HCLSIG/LODD/Meetings/2009-04-15 Conference Call
Conference Details
- Date of Call: Wednesday April 15, 2009
- Time of Call: 11:00am Eastern Daylight Time (EDT), 16:00 British Summer Time (BST), 17:00 Central European Time (CET)
- Dial-In #: +1.617.761.6200 (Cambridge, MA)
- Dial-In #: +33.4.89.06.34.99 (Nice, France)
- Dial-In #: +44.117.370.6152 (Bristol, UK)
- Participant Access Code: 4257 ("HCLS").
- IRC Channel: irc.w3.org port 6665 channel #HCLS (see W3C IRC page for details, or see Web IRC)
- Duration: ~1h
- Convener: Susie
Agenda
- Overview of Lilly's internal Linked Data project - William
- Prioritized Questions for identifying data sources - Bosse & Susie
- Linking TCM into LODD Cloud - Jun & Kei
- Updating the HCLS KB with the LODD data sets - Matthias
- iTriplification Challenge - All
- AOB
Minutes
(also available in scribe-bot HTML)
Attendees: William, Bosse, Harold, Matthias, Anja, Oktie, Kei, Jun, Scott, EricP, Dave, Susie
Apologies: Chris
<matthias_samwald> topic: Overview of Lilly's internal Linked Data project
<matthias_samwald> William Sanchez: we have several projects making use of linked data at Lilly.
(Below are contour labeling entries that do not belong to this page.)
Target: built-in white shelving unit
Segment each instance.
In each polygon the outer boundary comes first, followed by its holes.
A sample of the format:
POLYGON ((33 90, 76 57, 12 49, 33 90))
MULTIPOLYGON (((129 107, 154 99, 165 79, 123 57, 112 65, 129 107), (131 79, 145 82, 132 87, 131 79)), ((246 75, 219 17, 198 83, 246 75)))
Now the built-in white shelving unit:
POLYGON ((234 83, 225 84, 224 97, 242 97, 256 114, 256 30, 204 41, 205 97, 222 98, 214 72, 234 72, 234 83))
<matthias_samwald> ... currently we are analysing internal as well as external data
<matthias_samwald> ... PubMed and other datasources
<matthias_samwald> ... normally this is a very manual process
<matthias_samwald> ... we are extending public datasources with proprietary datasources
<matthias_samwald> ... we test browsers like Marbles, Longwell, Visinav
<matthias_samwald> ... we test ontologies like UMBEL and VoiD
<matthias_samwald> William: we are doing another project in conjunction with SDD
<matthias_samwald> ... a document management system
<matthias_samwald> ... the product has some in-built metadata capabilities
<matthias_samwald> ... there are descriptions for individual datasets, but no inter-dataset relationships
<matthias_samwald> ... we want to build a layer on top to integrate
<matthias_samwald> ... we use a JDBC interface to access
<matthias_samwald> ... we were able to access the datasets with D2R
<matthias_samwald> ... the next thing we need to do is to create mapping files. there are thousands of datasets
<matthias_samwald> ... another thing we did: we extend Spotfire to create a SPARQL endpoint
<matthias_samwald> ... any user can submit any query to any datasource
<matthias_samwald> ... we are in contact with the developers of Spotfire to get this into the product
<matthias_samwald> Anja: how are you going to develop the mapping files?
<matthias_samwald> William: if a user finds a specific dataset that he wants to query against, we can respond to that
<matthias_samwald> Susie: what you be looking for the group at FU Berlin to make changes to D2R based on your needs?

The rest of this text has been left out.